Gagne R, Green JR, Dong H, Wade MG, Yauk CL - BMC Genomics (2013)

Bottom Line: We found that while the occurrence of the TRE motif is strongly correlated with gene regulation by TH for some genes, other TH-regulated genes do not exhibit an increased density of TRE half-site motifs.Furthermore, we demonstrate that an increase in the rate of occurrence of the half-site motifs does not always indicate the specific location of the TRE within the promoter region.While we have identified 85 putative TREs within these regions, future work will study other mechanisms of action that may mediate the remaining observed TR-binding activity.

View Article: PubMed Central - HTML - PubMed

Affiliation: Environmental Health Science and Research Bureau, Healthy Environments and Consumer Safety Branch, Health Canada, Ottawa, ON K1A 0L2, Canada.

ABSTRACT

Background: Thyroid hormones play an essential role in early vertebrate development as well as other key processes.

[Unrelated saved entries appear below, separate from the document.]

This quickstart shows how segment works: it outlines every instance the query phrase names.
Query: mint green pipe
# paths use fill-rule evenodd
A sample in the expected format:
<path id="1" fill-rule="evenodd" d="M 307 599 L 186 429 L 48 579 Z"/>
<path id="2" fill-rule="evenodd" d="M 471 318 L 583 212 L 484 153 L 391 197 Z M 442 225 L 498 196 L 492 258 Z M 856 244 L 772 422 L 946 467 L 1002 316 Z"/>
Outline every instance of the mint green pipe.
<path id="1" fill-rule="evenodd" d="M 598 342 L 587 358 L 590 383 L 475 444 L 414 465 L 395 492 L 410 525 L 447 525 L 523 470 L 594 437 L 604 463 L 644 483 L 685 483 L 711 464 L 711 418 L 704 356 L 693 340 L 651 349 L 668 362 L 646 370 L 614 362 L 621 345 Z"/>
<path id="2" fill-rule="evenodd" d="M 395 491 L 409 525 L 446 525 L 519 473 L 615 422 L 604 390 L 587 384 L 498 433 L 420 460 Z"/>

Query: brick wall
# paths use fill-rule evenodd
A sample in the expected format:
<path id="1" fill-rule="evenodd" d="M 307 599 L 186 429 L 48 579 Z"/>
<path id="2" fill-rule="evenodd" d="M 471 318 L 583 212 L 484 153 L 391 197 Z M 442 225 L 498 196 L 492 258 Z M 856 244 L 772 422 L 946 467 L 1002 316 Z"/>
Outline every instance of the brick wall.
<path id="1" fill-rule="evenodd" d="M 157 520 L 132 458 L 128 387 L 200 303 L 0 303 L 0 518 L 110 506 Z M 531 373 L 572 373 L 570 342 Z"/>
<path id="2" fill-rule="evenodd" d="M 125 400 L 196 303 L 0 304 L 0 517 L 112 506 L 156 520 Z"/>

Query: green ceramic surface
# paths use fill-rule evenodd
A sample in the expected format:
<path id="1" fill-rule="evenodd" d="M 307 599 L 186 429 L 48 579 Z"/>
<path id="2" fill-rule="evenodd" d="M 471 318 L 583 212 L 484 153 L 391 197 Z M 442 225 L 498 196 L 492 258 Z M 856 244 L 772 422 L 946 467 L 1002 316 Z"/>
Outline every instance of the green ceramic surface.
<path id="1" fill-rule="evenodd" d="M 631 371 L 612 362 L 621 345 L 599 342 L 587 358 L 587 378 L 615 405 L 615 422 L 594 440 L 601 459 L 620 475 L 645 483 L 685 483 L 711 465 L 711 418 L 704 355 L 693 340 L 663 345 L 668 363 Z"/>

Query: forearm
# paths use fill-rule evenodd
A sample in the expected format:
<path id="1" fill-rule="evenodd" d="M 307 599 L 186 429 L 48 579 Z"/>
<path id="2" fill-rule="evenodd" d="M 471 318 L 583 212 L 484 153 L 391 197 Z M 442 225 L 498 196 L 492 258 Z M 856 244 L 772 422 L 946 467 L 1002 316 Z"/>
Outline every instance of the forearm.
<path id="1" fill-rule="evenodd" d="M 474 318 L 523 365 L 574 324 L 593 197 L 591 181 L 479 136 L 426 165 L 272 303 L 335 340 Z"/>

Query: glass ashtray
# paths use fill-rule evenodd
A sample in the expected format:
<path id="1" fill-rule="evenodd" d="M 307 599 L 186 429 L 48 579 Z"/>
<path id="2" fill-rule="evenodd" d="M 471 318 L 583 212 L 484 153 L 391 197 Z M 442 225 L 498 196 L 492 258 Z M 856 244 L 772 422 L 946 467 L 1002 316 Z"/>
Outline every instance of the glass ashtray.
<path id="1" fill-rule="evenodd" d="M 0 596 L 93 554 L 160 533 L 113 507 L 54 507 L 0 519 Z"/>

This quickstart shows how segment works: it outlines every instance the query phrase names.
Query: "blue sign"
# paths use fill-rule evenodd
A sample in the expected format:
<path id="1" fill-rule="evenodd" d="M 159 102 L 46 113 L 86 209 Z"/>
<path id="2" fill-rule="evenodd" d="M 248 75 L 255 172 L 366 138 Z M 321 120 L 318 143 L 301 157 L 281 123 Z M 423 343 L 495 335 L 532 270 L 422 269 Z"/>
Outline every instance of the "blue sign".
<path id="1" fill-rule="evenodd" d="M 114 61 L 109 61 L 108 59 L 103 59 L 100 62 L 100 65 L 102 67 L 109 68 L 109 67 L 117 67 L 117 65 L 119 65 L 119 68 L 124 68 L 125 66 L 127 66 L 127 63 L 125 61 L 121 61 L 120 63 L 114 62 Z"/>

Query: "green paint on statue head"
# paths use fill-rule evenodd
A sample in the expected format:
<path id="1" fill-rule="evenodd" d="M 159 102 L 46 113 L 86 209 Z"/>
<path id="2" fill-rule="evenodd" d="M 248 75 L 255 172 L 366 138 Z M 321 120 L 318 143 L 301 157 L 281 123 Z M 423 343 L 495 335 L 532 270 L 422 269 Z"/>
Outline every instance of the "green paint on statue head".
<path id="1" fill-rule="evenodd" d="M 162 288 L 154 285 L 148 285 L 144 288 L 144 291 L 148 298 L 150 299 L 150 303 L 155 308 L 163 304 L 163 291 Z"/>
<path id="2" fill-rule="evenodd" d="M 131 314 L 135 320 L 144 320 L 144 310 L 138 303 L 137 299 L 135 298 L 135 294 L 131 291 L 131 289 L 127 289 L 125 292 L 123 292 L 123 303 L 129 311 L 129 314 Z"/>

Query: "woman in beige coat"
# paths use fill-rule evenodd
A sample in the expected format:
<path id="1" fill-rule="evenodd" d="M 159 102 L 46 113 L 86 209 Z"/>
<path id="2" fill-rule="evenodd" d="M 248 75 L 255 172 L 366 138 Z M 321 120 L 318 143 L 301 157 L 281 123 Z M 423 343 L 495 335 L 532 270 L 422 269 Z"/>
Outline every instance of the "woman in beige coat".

One of its modes of action is to bind to the thyroid hormone receptor (TR) which, in turn, binds to thyroid response elements (TREs) in promoter regions of target genes. The sequence motif for TREs remains largely undefined as does the precise chromosomal location of the TR binding sites. A chromatin immunoprecipitation on microarray (ChIP-chip) experiment was conducted using mouse cerebellum post natal day (PND) 4 and PND15 for the thyroid hormone receptor (TR) beta 1 to map its binding sites on over 5000 gene promoter regions. We have performed a detailed computational analysis of these data.

Results: By analysing a recent spike-in study, the optimal normalization and peak identification approaches were determined for our dataset. Application of these techniques led to the identification of 211 ChIP-chip peaks enriched for TR binding in cerebellum samples. ChIP-PCR validation of 25 peaks led to the identification of 16 true positive TREs. Following a detailed literature review to identify all known mouse TREs, a position weight matrix (PWM) was created representing the classic TRE sequence motif. Various classes of promoter regions were investigated for the presence of this PWM, including permuted sequences, randomly selected promoter sequences, and genes known to be regulated by TH. We found that while the occurrence of the TRE motif is strongly correlated with gene regulation by TH for some genes, other TH-regulated genes do not exhibit an increased density of TRE half-site motifs. Furthermore, we demonstrate that an increase in the rate of occurrence of the half-site motifs does not always indicate the specific location of the TRE within the promoter region. To account for the fact that TR often operates as a dimer, we introduce a novel dual-threshold PWM scanning approach for identifying TREs with a true positive rate of 0.73 and a false positive rate of 0.2. Application of this approach to ChIP-chip peak regions revealed the presence of 85 putative TREs suitable for further in vitro validation.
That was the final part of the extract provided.